Thursday, July 28th, 2005
12:32 am
Andy came to my house and surprised me at 10 tonight. :) That made me smile, cuz I was all read to spend the entire day watching tv, but instead I got to see Andy.
Two more days of work then the weekend. I don't really have anything exciting to write, except that everyone from ebay should hurry up and send me all the stuff i've bid on and won recently.
Think its bedtime.

(2 fell out of reach |defy gravity)

Wednesday, July 20th, 2005
3:23 am
Grr, want to be tired...But I just can't be. I have lots of things to do tomorrow seeing as its my only day off till the weekend and would like to get up early to have all of these things happen and be able to have some fun as well. I guess I shall read some Harry Potter until my eyelids get heavy. Grruff.
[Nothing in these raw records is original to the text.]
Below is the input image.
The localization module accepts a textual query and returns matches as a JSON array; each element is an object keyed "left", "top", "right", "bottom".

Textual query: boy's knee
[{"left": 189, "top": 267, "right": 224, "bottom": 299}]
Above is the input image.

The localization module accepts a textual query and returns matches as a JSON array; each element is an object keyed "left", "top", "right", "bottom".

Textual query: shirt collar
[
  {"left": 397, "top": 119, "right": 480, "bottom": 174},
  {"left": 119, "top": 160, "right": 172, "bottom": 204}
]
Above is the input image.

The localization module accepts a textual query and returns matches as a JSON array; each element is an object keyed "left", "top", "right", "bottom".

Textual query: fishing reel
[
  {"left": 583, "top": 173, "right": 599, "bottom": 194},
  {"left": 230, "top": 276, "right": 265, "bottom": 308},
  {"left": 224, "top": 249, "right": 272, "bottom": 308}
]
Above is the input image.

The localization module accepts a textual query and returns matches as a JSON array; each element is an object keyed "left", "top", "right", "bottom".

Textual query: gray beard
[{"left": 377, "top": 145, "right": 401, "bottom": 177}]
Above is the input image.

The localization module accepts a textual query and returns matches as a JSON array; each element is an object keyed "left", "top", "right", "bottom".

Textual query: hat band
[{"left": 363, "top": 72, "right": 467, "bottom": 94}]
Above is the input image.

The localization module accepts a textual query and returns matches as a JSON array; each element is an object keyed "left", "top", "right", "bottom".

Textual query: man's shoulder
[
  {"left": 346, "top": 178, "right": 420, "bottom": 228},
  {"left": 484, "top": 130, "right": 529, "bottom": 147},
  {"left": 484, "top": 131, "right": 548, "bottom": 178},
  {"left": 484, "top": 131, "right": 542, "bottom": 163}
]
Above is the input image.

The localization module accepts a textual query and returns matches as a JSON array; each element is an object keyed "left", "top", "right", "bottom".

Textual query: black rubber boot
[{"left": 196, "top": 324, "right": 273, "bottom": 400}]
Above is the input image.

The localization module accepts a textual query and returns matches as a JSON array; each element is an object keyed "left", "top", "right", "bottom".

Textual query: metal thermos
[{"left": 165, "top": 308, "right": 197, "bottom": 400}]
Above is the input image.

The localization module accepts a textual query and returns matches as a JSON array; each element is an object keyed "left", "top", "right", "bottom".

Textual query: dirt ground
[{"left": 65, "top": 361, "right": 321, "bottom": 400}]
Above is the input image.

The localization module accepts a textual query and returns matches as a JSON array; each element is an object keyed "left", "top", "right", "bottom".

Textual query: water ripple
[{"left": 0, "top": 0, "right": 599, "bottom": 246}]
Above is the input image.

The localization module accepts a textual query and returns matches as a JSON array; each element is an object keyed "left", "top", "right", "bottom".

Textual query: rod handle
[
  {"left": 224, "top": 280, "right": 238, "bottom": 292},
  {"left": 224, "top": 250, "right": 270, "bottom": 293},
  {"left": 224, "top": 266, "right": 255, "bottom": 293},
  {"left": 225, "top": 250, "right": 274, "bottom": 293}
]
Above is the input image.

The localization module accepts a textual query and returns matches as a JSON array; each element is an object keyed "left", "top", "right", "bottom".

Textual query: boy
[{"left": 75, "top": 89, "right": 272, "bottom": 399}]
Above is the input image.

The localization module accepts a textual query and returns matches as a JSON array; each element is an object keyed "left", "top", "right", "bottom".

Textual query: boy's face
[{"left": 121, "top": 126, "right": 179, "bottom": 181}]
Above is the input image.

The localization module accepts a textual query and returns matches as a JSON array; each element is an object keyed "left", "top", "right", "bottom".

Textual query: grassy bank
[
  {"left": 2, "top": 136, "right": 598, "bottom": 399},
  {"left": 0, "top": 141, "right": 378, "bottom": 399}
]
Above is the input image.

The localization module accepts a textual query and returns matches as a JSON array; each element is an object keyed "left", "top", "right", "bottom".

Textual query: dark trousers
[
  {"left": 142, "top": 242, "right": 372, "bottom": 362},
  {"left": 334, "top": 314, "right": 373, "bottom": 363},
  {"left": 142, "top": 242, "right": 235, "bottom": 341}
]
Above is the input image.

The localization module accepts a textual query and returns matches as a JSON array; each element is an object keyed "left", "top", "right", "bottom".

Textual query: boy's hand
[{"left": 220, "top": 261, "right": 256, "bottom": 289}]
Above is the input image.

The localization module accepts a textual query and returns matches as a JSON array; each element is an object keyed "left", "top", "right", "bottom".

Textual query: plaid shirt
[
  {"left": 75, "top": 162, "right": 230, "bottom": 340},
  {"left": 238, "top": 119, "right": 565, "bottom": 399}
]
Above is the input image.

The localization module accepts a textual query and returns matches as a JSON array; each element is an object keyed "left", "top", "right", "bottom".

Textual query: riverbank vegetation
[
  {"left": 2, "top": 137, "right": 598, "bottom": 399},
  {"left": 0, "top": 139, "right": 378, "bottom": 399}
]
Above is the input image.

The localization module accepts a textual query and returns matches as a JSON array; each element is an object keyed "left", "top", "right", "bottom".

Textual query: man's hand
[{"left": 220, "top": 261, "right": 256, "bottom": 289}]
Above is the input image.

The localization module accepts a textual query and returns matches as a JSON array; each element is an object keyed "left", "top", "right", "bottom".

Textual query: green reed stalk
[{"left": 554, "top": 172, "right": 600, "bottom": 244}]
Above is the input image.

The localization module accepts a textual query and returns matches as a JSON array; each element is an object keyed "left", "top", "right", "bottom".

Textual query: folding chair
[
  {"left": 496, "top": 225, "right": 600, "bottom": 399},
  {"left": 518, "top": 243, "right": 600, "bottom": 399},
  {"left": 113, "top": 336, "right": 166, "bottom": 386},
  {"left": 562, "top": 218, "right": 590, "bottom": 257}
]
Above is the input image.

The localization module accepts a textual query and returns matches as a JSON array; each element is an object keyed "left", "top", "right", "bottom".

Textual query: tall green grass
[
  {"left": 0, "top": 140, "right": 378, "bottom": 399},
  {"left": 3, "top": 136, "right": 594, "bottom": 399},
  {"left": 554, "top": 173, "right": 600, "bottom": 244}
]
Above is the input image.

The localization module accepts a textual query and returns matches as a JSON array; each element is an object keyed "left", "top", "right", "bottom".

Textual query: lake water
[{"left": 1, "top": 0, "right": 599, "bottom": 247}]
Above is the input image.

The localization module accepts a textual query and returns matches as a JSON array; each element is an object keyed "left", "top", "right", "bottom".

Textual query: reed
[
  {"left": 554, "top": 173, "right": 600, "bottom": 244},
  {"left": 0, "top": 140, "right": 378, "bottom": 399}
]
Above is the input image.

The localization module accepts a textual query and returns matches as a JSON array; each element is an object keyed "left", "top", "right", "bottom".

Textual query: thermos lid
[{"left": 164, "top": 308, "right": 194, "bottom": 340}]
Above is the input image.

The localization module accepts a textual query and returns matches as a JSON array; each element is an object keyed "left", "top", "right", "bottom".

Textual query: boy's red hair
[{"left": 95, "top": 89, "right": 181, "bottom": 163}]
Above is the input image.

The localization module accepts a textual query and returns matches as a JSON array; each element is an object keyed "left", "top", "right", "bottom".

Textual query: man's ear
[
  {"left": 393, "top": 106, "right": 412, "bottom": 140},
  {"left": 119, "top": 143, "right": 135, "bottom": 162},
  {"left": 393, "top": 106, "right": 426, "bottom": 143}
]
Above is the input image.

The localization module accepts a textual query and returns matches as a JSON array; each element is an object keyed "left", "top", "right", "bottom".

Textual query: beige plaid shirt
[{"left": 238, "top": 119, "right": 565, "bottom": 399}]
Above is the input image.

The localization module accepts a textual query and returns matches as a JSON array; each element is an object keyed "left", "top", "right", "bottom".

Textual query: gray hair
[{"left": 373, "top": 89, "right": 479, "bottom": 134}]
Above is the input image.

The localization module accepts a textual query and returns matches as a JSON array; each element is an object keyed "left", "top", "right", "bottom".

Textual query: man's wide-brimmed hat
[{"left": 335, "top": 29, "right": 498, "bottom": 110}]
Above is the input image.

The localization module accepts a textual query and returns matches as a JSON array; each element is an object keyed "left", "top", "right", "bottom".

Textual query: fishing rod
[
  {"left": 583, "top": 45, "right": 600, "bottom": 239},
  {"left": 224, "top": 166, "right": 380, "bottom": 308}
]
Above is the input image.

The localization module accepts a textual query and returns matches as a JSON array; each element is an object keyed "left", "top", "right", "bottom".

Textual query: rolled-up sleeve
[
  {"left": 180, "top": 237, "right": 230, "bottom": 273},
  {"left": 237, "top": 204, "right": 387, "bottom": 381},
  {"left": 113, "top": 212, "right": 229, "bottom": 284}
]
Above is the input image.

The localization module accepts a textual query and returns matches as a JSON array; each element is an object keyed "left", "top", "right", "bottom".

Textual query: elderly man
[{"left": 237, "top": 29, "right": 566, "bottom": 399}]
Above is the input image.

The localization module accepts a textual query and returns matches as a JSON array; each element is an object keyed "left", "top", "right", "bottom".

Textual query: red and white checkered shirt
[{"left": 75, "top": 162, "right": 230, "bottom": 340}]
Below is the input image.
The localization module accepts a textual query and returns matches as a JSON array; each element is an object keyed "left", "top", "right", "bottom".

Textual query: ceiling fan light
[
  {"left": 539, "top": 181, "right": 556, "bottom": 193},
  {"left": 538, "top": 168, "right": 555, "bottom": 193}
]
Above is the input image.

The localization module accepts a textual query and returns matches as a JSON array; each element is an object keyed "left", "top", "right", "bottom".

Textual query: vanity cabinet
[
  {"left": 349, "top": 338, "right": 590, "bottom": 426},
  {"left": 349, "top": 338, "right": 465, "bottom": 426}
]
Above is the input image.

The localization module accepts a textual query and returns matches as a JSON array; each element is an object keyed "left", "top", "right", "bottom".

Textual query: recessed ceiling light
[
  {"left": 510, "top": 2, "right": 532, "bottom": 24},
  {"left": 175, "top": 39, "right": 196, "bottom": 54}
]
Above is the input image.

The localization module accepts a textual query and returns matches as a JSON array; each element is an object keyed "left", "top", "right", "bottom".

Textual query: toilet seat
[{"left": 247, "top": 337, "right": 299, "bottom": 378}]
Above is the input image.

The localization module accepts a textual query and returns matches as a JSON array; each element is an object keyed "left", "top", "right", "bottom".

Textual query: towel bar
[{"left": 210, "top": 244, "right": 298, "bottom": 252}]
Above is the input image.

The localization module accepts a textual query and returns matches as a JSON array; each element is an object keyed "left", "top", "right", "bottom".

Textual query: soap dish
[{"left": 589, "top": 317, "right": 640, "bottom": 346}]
(1 fell out of reach |defy gravity)

Tuesday, July 19th, 2005
7:05 pm
Things I've been thinking about at work: 1) some people should not be allowed out in public, perhaps there should be public licenses...a lot of people that buy ice cream wouldn't get one. They're rude and self-righteous. 2) I would like to ask some people if their children are the product of in-breeding, that would make me tremendously happy.
I have a new used dig cam from Jordo, so I will be able to post many pictures of myself posing :)
It's so hot that I wish the world didn't exist. I sweat when I walk to the bathroom.